Tak kalah inspiratifnya, tiga finalis guraru award menawarkan kelangkaan ide, semangat, dan hati yang melebur menjadi satu. Perjuangan Pak Rudi membuat inovasi mungkin dialami oleh banyak guru di Indonesia. Hanya Pak Rudi memang guru yang langka bagi saya karena ia menceritakan sisi gelap dan titik terlemah serta kejatuhan yang ia alami dengan begitu gamblang. Jarang sekali guru senior seperti beliau mau mengakui bahwa ia pun pernah jatuh dalam kesombongan akan inovasi dan tulisannya, namun disitulah ia merefleksikan inovasi yang ia kerjakan untuk dimaksimalkan. Selain itu, kerendahan hati dan keterbukaan Bapak ini untuk bangkit dari kejatuhannya dan memulai kembali inovasi yang berkualitas adalah hal yang langka bagi saya pribadi. Demikian juga Ibu Mugi yang membagikan perjuangannya dari titik terbawah belum mengenal email sampai menulis blog dengan melibatkan anak-anak dengan metode yang simpel tapi berhati BESAR untuk belajar. Pak Sukani yang berhasil memenangkan Guraru award ini pun menunjukkan kelangkaannya dengan membuat animasi dan ebook yang sangat orisinil dengan mengintegrasikan karakternya dalam karyanya. Inovasi memang sudah banyak dilakukan oleh guru-guru Indonesia, tapi menurut saya yang langka bukanlah inovasi hasil ciptaan kita sendiri, tapi pribadi, hati, semangat, jiwa yang mau belajar itulah kelangkaan yang terbesar di ajang kopdar guraru award.
Mengapa Menular?

Akhirnya, virus yang mematikan dan langka itu benar-benar menginfeksi dan menularkan penyakitnya dalam hidup saya. Dari kelangkaan visi yang diwujudnyatakan Pak Bukik dengan websitenya, ia menularkan semangat untuk mengajarkan siswa untuk belajar dengan menjadi guru yang membangkitkan rasa ingin tahu, sebagai partner menyediakan sumber pengetahuan yang tak terbatas, dan terus berperan seperti ‘nenek’ yang terus motivasi siswa belajar. Jika kita mau adu saingan memberi pengetahuan dengan google, pasti kita akan kalah tapi jika kita menunjukkan sisi humanitas berupa ketiga hal di atas, kita justru akan memperlengkapi teknologi tersebut dalam pembelajaran siswa. Selain Pak Bukik, Ibu Amiroh pun menyebarkan semangat belajar teknologi informasi dan gamifikasi dlm belajar. Spirit langkanya yang memaksimalkan potensi siswa dengan jiwa ‘playful’ ini berhasil menginfeksi pikiran saya untuk merencanakan pembelajaran dengan mengintegrasikan elemen game dalam pelajaran.

20131123_173850

Foto: Pak Rudi & Saya

Ketiga finalis Guraru pun menularkan semangatnya dalam hidup saya dengan keunikannya masing-masing.
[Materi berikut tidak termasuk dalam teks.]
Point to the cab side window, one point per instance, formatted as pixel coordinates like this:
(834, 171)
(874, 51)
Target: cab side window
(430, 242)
Mulai dari Pak Rudy yang bukan sekedar menciptakan inovasi di sosial media, tetapi dengan responnya untuk menyebarluaskan semangat media sosial ini ke siswa bahkan ke sesama koleganya di sekolah. Saya tertular untuk menginterasikan teknologi dan aplikasi visual dan sosial media dalam memperkaya pembelajaran. Saya tertular untuk menularkan virus belajar teknologi ini ke rekan sekerja saya yang justru seringkali sulit belajar hal baru. Gebrakan Pak Rudi yang dilakukan di SMA Negeri 2 Palangkaraya inilah yang berhasil menginfeksi saya untuk terus mencari inovasi dan melakukan penelitian untuk merubuhkan kondisi stagnan, statis, dan kesombongan yang seringkali dialami guru untuk belajar sesuatu yang baru. Kerendahan hati Pak Budi inilah yang menginfeksi saya untuk terus bersemangat menjadi bagian dari transformasi pendidikan di Indonesia. Andai dia ada di sekolah saya, saya akan masuk ke kelasnya dan banyak berdiskusi dengan beliau setiap hari. Ibu Mugi juga menularkan semangat dan konsistensinya untuk menulis dan berbagi di blog yang akan coba saya mulai setelah ikut guraru award ini. Pasti gag mudah, tapi thanks Ibu Mugi yang membangkitkan semangat menulis saya dengan virusnya. Pak Sukani, sebagai juara guraru juga menularkan virus semangatnya menciptakan inovasi produk pendidikan yang berani menginterasikan karakter pribadinya dalam pembelajaran. Ingat Pak Sukani, saya jadi ingat pesan dosen saya waktu kuliah “Teacher is a Living Curriculum.” Saya rasa virus Pak Sukani bukanlah di inovasi produknya tetapi keunikannya dalam membuat pelajaran dan karakter guru ter-blended jadi satu menurut saya menjadi kurikulum yang tidak terkalahkan. Saya rasa saya sudah tertular virus ini dan saya akan menciptakan materi pembelajaran versi saya.

20131123_173323

Foto: Pembicara dan Panitia Kopdar Guraru

Secara keseluruhan, hal terbaik dari acara ini ada pada virus yang dimiliki peserta dan panitia acara ini. Saya rasa saya mulai terinfeksi parah dengan virus yang mematikan, langka, dan menular ini. Saking kritisnya, saya kecanduan dengan virus dari guru-guru di acara kopdar ini. Saya memilih untuk tidak ‘sembuh’ dari virus ini dan saya mau justru terus menerus disuntik oleh virus ini. Oleh sebab itu, saya berharap guraru perlu kembali mengadakan kopdar ini dan menularkan virus-virus semangat dari guru era baru ini ke lebih banyak guru-guru di Jakarta. Tidak perlu mewah, tidak perlu mengundang pembicara level nasional dan internasional, tidak perlu fasilitas wah. Cukup menghadirkan orang-orang bervirus ini dalam ruangan, berinteraksi, kopdar pun akan menjadi momen titik balik dari guru yang hadir.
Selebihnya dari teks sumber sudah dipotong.